I read the 1st third (it's really long) and while the data analysis is interesting, the conclusions say a lot more about the biases of the author(s) than those of the BBC.
Fundamentally you can't use sympathy as a measure of bias without first establishing a baseline for how sympathetic the views and/or groups of people are. The report mentions that Palestinians might be more sympathetic because they're the ones being blown up, but then discards this by pointing out that the BBC is supposed to "ensure broadly comparable treatment of the Palestinian and the Israeli viewpoints" without acknowledging that maybe they do and one viewpoint is more sympathetic than the other. The least sympathetic group according to the report is Hamas, so according to it's logic they're the group the BBC is most biased against. Not a reasonable conclusion.

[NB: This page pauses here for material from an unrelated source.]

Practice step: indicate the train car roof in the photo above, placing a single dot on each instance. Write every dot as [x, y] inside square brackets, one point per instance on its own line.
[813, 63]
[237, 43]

There's plenty of other indicators that this report started with a conclusion then tried to gather data to support it, but I've already spent more time on this comment than the report deserves.
I think it's an interesting question of how we measure bias.
For me, as an Israeli (who hasn't lived there for decades), who has some first hand knowledge of the situation, much of the reporting appears to be extremely biased. I know there are claims from the other side the bias goes in the other direction. What's the ground truth? I think using AI to crunch the large amount of data is a decent first order approximation.
Ofcourse bias depends on ideology. For some people if a Palestinian guns down an Israeli in a Tel-Aviv bar simply reporting this fact is biased towards Israel. And I mean, from their position that is understandable. And indeed we can see some media outlets that would not report these events at all, which I would consider an anti-Israeli bias.
I agree that it's an interesting question, that's why I spent so much of my free time reading it.
I'd also agree that using AI for sentiment analysis could be a good approach, I'm not an expert in the area, but I believe this is one of the things AI is best at. But it needs an extra step to translate that into bias. Establishing a sympathy baseline is my initial idea, but I haven't tested it and maybe there's something better.
Whether something is biased is less about how any given individual(s) feel about what's been said and more about if the different viewpoints are presented honestly. Though it can get really difficult to identify except in the most extreme cases. As you say, it's not just what's said where the bias occurs, but also in the choice of what not to say.